United has made no secret of its plans to dominate Newark airport, having recently shifted the last of its flights to New York’s Kennedy airport to its New Jersey hub and investing heavily in upgrades to Newarks’s Terminal C.
Maybe the airline should have been more circumspect in its quest for all-out dominance, because the Department of Justice has filed a lawsuit to block the next phase in United’s master plan to increase its presence at Newark.
On November 10, the DOJ announced that it had filed suit to challenge United’s planned acquisition of more Newark landing slots from Delta:
The Antitrust Division’s lawsuit, filed in the U.S. District Court for the District of New Jersey in Newark, New Jersey, alleges that United’s planned acquisition of 24 takeoff and landing slots at Newark would increase United’s already dominant position at the airport, and would strengthen a barrier that diminishes the ability of other airlines to challenge United at the airport. As a result, the 35 million air passengers who fly into and out of Newark every year likely would face higher fares and fewer choices.
According to the DOJ, United already controls 73 percent of the available slots at Newark, more than 10 times the market share of any of its competitors at the airport.
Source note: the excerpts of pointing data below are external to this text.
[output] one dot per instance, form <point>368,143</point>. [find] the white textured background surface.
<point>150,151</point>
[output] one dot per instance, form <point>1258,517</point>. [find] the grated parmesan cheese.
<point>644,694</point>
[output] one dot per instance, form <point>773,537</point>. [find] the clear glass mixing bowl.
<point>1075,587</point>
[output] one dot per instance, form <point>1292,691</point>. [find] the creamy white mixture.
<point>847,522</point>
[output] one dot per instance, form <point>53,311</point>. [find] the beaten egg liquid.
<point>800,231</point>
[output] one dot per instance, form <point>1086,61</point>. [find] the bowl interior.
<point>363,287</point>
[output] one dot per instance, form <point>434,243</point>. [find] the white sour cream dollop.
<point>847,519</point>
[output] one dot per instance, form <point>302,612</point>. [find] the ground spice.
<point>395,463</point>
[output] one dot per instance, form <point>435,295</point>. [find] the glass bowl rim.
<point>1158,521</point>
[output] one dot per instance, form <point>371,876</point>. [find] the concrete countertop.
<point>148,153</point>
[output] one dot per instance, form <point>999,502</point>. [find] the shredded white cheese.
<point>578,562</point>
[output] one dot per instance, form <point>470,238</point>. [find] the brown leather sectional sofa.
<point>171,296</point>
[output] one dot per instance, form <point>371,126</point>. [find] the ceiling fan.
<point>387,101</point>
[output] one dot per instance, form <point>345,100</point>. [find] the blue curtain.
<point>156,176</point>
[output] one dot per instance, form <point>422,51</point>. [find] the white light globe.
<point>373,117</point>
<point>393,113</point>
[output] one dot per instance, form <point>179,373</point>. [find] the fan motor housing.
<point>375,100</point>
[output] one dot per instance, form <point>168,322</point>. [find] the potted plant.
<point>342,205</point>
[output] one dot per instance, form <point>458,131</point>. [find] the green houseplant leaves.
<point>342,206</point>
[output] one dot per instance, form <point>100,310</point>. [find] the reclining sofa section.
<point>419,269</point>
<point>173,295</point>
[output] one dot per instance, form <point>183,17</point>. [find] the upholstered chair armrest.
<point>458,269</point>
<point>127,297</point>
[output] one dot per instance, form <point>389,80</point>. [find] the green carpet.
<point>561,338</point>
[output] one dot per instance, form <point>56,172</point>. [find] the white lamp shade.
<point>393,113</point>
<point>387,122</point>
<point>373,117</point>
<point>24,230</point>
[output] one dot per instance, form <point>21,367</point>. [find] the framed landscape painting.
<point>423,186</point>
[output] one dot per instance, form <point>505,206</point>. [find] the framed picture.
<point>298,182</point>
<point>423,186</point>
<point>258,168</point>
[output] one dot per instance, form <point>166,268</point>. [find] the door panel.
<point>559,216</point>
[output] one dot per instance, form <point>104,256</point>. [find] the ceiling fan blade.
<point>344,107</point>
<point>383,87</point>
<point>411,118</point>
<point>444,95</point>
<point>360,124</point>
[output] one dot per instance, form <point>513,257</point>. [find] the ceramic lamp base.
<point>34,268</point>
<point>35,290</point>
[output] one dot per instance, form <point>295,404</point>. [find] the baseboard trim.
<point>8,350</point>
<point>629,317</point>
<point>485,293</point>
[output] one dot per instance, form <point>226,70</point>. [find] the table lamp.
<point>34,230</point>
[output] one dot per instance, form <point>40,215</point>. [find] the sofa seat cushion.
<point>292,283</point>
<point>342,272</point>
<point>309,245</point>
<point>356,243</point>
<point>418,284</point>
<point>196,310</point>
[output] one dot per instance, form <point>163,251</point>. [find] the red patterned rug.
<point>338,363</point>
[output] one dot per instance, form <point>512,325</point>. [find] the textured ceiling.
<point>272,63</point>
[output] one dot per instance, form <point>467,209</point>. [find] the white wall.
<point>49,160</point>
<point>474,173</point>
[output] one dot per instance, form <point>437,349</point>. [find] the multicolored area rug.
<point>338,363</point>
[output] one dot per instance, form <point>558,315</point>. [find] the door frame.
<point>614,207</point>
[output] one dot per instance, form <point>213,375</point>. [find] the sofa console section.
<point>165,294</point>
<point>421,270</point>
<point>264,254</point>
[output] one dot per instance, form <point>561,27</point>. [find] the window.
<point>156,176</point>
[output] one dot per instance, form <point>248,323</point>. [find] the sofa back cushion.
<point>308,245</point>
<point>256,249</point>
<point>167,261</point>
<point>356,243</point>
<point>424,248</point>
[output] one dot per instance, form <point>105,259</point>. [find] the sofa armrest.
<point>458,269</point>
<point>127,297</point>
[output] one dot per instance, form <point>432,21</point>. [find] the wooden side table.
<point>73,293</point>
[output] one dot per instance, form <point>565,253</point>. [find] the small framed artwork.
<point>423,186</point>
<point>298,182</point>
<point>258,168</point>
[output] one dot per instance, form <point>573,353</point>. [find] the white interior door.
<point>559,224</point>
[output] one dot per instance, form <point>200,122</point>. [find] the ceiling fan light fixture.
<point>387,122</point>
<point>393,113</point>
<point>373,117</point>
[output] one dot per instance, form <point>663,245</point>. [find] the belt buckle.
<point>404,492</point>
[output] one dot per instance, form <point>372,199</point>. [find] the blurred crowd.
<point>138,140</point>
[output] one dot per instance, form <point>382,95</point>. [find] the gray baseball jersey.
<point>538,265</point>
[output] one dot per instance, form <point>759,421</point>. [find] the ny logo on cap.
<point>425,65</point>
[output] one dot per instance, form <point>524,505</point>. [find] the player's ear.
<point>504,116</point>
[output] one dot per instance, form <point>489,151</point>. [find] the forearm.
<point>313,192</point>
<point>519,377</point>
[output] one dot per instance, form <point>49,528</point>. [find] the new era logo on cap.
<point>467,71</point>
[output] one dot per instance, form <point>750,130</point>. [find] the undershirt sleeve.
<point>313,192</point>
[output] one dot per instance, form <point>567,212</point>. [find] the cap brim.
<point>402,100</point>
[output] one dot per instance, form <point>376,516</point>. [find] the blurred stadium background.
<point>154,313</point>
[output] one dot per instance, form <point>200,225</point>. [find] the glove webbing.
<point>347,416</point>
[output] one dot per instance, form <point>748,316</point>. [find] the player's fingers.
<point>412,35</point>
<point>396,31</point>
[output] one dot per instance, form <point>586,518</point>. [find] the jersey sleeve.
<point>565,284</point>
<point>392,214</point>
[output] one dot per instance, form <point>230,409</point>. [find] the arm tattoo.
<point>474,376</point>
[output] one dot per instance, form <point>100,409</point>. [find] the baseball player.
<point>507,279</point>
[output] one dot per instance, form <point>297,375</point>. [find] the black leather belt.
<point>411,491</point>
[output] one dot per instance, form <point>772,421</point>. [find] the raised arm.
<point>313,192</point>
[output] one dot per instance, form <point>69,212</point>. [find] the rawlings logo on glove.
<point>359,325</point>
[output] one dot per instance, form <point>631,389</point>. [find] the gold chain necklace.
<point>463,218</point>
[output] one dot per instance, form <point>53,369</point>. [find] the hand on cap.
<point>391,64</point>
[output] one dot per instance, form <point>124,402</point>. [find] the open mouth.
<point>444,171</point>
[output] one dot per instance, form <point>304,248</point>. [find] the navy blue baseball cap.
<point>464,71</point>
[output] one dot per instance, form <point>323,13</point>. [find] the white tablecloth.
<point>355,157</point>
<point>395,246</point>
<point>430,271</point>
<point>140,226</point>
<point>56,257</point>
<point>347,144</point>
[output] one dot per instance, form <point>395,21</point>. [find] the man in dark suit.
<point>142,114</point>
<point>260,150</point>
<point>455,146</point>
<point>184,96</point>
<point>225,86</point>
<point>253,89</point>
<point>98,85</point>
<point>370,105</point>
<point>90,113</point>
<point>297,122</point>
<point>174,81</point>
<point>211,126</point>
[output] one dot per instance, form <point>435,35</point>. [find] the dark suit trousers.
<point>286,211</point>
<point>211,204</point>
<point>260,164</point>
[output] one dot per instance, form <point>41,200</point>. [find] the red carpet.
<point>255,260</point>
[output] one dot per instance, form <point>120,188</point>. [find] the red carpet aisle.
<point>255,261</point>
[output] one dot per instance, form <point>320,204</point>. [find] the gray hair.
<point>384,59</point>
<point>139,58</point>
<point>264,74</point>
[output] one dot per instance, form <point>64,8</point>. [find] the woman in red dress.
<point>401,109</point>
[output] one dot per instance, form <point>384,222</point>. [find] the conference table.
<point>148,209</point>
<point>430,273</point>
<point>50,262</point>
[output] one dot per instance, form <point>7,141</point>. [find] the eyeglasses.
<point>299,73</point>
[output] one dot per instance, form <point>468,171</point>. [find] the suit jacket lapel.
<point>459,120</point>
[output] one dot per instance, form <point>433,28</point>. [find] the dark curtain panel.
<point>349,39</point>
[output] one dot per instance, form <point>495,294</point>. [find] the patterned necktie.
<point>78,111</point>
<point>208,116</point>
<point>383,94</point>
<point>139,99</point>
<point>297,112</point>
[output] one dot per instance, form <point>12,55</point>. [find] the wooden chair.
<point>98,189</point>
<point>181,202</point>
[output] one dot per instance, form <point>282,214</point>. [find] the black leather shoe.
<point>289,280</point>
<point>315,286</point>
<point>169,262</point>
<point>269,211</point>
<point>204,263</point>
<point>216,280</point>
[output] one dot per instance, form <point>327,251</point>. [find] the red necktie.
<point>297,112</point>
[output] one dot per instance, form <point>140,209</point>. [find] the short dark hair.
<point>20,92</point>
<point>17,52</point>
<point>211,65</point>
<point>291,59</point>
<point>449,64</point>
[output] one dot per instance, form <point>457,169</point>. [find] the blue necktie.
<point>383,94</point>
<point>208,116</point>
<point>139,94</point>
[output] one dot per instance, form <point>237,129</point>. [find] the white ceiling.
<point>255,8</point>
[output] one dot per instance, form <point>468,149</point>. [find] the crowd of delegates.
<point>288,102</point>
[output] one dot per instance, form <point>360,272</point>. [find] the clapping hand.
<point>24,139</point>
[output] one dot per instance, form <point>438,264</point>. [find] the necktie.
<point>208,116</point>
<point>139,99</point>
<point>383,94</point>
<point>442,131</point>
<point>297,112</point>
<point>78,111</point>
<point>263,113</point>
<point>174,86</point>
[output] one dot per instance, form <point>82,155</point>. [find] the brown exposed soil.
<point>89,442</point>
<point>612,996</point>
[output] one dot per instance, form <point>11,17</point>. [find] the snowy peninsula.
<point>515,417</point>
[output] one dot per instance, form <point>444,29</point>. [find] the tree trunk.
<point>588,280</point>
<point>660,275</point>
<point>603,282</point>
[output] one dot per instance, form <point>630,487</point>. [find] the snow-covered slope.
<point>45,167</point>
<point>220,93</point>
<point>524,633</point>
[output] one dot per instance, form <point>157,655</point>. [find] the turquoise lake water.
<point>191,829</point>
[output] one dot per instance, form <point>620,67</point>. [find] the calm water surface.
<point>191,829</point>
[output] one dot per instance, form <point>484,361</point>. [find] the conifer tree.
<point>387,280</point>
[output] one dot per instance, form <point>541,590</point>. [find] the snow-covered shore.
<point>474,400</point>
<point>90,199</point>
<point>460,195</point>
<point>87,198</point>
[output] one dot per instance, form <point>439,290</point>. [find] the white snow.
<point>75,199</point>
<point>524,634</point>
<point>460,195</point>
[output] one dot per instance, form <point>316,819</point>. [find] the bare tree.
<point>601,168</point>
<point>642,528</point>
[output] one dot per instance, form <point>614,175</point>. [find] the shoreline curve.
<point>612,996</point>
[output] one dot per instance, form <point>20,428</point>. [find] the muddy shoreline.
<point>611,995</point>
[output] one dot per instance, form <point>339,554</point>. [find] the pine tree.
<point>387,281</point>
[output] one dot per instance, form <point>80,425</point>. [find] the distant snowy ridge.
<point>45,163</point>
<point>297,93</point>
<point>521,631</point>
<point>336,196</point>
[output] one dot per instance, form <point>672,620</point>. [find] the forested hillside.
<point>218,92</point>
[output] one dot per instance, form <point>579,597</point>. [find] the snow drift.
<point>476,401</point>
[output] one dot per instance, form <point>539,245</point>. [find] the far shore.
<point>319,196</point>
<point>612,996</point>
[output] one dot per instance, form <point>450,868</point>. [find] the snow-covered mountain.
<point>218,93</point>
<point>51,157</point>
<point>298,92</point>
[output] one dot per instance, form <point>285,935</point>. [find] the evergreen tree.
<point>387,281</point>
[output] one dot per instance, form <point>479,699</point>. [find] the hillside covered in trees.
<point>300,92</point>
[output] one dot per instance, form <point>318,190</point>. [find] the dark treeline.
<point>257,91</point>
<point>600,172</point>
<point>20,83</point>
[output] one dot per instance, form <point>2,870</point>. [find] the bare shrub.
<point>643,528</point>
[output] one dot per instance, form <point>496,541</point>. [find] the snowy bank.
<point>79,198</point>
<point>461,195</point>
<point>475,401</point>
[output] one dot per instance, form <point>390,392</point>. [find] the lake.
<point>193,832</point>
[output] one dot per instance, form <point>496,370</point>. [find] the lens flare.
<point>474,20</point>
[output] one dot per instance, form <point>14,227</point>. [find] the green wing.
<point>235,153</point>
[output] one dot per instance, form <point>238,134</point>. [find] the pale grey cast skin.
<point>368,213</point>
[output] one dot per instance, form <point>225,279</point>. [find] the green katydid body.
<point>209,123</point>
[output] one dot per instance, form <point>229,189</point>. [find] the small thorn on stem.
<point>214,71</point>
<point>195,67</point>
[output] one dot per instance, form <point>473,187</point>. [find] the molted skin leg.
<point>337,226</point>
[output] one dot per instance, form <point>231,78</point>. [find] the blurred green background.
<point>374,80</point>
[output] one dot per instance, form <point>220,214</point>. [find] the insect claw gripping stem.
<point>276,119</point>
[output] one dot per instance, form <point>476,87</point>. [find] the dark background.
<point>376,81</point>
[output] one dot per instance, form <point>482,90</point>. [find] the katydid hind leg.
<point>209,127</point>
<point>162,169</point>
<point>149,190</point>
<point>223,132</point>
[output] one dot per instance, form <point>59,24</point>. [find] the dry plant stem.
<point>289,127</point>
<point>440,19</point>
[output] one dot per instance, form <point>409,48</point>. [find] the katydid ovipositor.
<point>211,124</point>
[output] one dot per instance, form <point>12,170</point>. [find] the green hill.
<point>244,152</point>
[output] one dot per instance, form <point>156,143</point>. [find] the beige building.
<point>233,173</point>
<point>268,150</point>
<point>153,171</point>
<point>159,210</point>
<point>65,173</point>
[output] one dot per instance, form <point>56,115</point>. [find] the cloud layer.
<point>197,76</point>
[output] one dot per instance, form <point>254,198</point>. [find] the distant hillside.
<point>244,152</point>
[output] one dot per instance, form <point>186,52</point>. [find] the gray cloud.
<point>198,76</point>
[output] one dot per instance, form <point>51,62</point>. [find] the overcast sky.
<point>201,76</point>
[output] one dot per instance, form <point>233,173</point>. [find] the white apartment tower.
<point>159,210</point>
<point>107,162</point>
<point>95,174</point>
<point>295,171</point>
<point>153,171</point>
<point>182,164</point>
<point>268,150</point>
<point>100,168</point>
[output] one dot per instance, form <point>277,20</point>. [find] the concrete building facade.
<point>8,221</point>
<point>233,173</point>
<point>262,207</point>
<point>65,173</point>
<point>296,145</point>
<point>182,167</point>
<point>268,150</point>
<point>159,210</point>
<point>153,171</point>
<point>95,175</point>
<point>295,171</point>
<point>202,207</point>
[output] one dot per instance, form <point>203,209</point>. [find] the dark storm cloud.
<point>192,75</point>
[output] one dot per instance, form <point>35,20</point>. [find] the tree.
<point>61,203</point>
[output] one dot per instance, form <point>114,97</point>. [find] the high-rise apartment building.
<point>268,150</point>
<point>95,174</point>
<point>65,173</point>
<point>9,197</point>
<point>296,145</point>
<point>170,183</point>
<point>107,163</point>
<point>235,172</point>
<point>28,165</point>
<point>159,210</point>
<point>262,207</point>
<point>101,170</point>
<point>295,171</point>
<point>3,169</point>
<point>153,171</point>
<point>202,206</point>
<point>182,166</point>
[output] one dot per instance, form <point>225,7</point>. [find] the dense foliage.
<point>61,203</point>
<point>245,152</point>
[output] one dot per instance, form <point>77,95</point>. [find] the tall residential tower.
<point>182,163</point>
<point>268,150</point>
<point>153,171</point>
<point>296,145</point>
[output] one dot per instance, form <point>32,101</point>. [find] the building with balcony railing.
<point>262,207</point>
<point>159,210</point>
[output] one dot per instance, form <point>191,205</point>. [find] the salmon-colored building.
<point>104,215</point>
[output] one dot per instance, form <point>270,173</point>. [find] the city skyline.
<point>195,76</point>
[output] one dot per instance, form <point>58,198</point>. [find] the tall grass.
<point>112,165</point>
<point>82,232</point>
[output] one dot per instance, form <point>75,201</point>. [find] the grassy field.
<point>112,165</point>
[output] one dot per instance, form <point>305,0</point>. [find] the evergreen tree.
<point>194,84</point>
There’s no hard and fast rule specifying when a company’s market share becomes anti-competitive, but United’s share at Newark certainly invites anti-trust scrutiny. And in this case, as rarely happens, that scrutiny led to action by the DOJ.
Preventing United from acquiring Delta’s slots won’t forestall United’s creation of a near-monopoly at Newark. That’s already happened. But it’s a line in the sand that needed to be drawn.
The bigger story here concerns consolidation not just at Newark airport but across the airline industry as a whole. Despite a few token warnings about the dangers of declining competition in the run-up to recent mergers, the federal government has been complicit in the industry’s degeneration from the Big Ten airlines to the Big Four, which now control around 80 percent of domestic seats.
As a result, airfares are up, and airline profits have soared, even as customer satisfaction has bottomed out.
The mergers can’t be undone; which leaves us with a consolidated industry in ever-greater need of government oversight. Scrutiny. Lines in the sand. Regulatory action to maintain competition. The DOJ has its work cut out for it.
Reader Reality Check
Have we allowed too much market power to be consolidated in the hands of too few airlines?